A question I have asked myself ever since learning about the Holocaust is why do events like this happen? What is it about the human condition that allows such hate to result in mass murder; in attempted extermination of a whole people?

Not too long ago, I was told by my late mother's childhood friend that she recalled going to visit my mom in their Brooklyn apartment one day in 1943, when they were about thirteen-years-old. My mother arrived downstairs to meet her friend with tears streaming down her face. She had just learned that my grandmother's family had been killed in a Nazi concentration camp.

Why? What made most people in Germany and so many in Europe stand behind such madness? It still remains impossible to fathom how six million Jews, and five million others including Roman Catholics, Slavs, Gays and Lesbians, people with disabilities, and many others were targeted for extinction by the Nazis. Shouldn't the end of this tragedy have marked the beginning of a new era of peaceful co-existence and tolerance?
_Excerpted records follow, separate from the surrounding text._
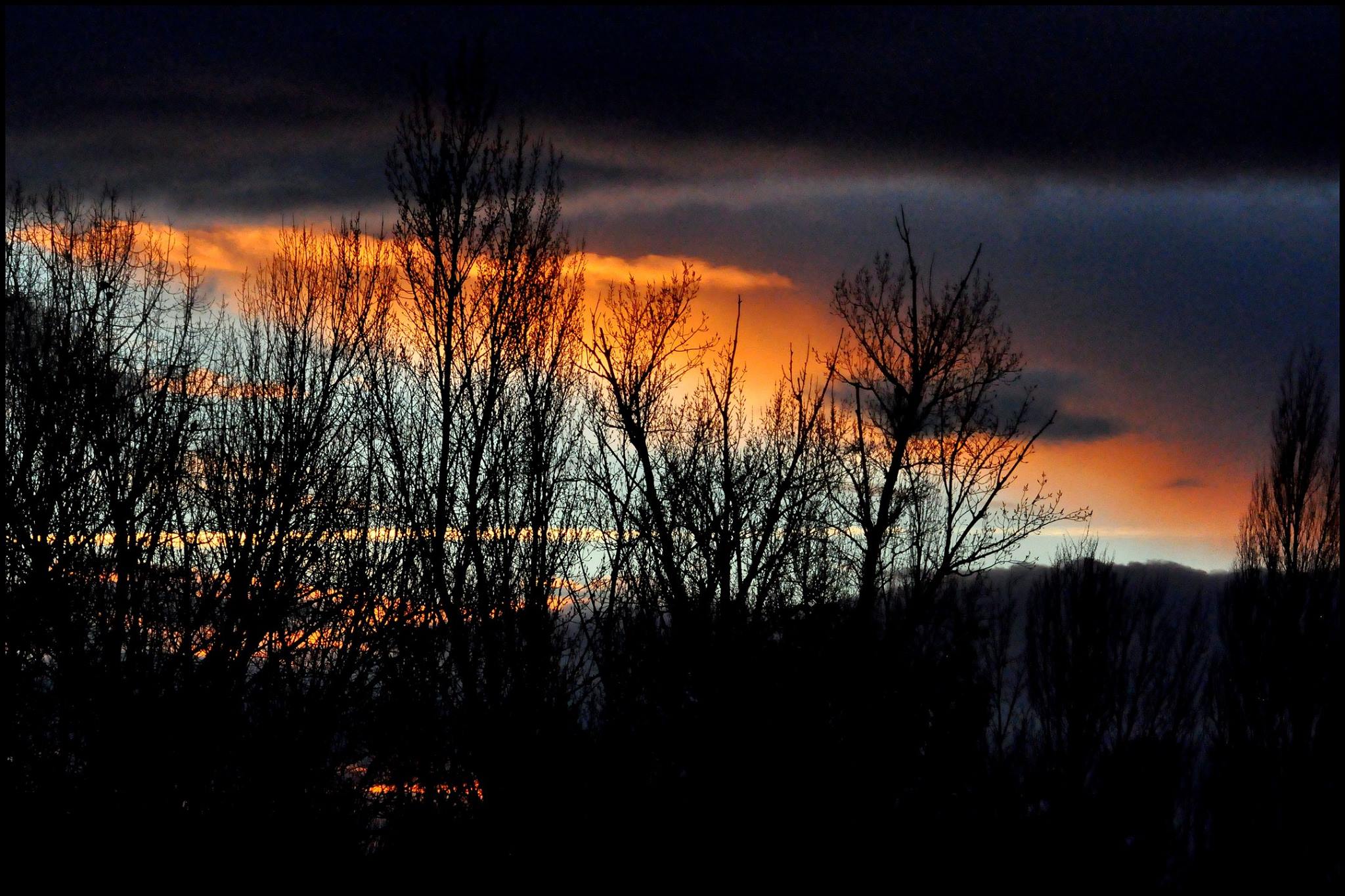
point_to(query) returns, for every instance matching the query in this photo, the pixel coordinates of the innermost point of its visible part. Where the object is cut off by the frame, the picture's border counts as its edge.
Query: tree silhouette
(926, 445)
(1277, 685)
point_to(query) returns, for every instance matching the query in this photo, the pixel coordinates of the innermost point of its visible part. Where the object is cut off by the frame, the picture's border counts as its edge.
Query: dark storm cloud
(1185, 482)
(1063, 396)
(1151, 93)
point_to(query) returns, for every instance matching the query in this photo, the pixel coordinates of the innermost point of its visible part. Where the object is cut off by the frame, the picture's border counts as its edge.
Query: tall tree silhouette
(1277, 687)
(926, 445)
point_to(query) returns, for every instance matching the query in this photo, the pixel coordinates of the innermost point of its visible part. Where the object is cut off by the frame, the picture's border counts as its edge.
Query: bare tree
(929, 456)
(477, 395)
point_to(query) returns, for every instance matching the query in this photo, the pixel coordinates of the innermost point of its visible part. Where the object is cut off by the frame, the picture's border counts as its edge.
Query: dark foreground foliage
(407, 558)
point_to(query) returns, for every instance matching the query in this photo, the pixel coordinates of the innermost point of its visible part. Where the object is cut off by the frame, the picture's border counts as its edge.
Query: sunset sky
(1157, 191)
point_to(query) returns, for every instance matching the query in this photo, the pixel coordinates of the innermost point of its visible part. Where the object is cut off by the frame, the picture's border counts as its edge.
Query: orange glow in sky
(1152, 499)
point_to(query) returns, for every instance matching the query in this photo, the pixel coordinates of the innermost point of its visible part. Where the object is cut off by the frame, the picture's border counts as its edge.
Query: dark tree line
(407, 551)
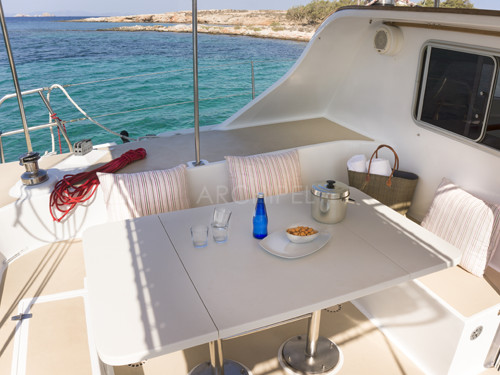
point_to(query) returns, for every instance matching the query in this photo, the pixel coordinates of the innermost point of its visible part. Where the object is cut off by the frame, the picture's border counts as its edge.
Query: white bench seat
(445, 321)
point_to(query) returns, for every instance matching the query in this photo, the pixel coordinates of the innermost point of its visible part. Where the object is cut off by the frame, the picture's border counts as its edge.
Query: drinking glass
(199, 235)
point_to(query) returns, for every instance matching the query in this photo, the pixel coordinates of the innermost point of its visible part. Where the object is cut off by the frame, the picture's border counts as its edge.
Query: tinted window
(455, 92)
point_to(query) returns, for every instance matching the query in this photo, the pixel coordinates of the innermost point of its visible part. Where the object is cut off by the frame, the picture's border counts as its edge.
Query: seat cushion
(132, 195)
(272, 174)
(465, 221)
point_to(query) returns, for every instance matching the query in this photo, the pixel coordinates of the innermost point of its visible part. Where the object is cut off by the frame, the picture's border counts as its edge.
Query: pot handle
(394, 168)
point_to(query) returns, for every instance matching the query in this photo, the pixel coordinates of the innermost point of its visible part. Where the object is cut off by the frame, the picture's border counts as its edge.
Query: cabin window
(458, 94)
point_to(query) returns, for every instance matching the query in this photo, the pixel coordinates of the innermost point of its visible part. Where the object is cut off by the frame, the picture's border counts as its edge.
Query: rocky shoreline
(258, 23)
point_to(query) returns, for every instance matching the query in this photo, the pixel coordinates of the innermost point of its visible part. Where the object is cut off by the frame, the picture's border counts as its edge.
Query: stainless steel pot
(329, 201)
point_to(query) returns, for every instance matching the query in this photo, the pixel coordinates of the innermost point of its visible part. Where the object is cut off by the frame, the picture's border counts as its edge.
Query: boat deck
(170, 151)
(57, 339)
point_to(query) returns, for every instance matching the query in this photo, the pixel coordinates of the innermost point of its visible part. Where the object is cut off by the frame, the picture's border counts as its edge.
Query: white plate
(278, 244)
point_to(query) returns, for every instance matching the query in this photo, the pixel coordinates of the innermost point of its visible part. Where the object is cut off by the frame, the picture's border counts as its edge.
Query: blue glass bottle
(260, 218)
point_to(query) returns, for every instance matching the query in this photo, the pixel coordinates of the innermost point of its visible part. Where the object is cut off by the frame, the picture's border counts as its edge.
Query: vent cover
(388, 40)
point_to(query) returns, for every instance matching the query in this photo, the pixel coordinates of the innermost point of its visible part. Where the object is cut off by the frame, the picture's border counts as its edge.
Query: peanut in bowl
(301, 234)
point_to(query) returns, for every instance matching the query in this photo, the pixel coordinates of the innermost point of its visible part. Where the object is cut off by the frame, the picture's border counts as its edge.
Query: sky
(132, 7)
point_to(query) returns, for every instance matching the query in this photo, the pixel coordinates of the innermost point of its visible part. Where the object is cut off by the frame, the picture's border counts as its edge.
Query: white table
(242, 287)
(142, 303)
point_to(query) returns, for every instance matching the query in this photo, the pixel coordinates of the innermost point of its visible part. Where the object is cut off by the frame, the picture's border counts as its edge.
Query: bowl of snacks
(301, 234)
Yet, with the genocides prior to the Holocaust, and after, the desire to destroy others perceived as enemies of the state, remains. Too many examples of this horror can be found: from Armenia to Cambodia; Rwanda to Bosnia; and Myanmar to China; only to name a handful. I will even venture to say that this country's treatment of African-Americans and Native people over the centuries can be perceived as an iteration of genocide.

My desire to enlighten those who may not know much about the genocide in Bosnia, or even for those who do, is to authentically represent those atrocities through my writing. The truth must be told in order to bring justice to all victims and survivors of this, and other genocides past and present. My goal is to share with you the very human side of what transpired in Bosnia from 1992-1995. It is through the stories I tell that you, the reader, will understand why we must all be advocates for justice.

I have been so fortunate to continue to speak with many survivors of the genocide, and they have taught me much about how the atrocities have affected them. Without question, they will ultimately say that it is critical for the world to know the truth, so that they can finally feel a sense of justice, and prevent others from happening. For them, that truth has been obfuscated by deniers and revisionists.

The genocide in Bosnia is considered the greatest tragedy in Europe since World War II. However, the war for survivors doesn't end until there is acknowledgement on the part of those who committed the atrocities: Bosnian Serbs now living in Republika Srpska (RS) that lies within Bosnia and Herzegovina created out of the Dayton Peace Accords in 1995, as well as the country of Serbia.

The revisionist nature of how the perpetrators were just victims defending themselves against Muslim extremists is absurd, of course. Just speak to some of the survivors, as I have. Make sense of the war criminals that freely roam the streets of Republika Srpska who participated in the genocide going unpunished. Try living in the entity as a Muslim or Croat, sipping a cup of coffee in a cafe in the city of Visegrad, for example, where hundreds were killed by the Serb Army, and spotting the man, your former neighbor, who tortured you in a concentration camp, now enjoying coffee while reading the local newspaper just two tables down.

Although the International Criminal Tribunal for the former Yugoslavia (ICTY) did convict many of the chief architects of the genocide, many other perpetrators were not. And even for those who served time, many are now free to live their lives.Thankfully, there is a growing contingent of activists in Bosnia, even in Serbia, and in the diaspora who are seeking justice via political, judicial, journalistic, and other peaceful actions.

With my writing, I want you to feel what it's like to survive a genocide. I want you to understand how it has motivated many to live good lives, which is the best revenge against perpetrators and deniers. I want you to be a part of those seeking justice for all oppressed people, and those who have survived atrocities like the one in Bosnia. And I want you to take action, big and small, to ensure that human rights are at the heart of what we all people want.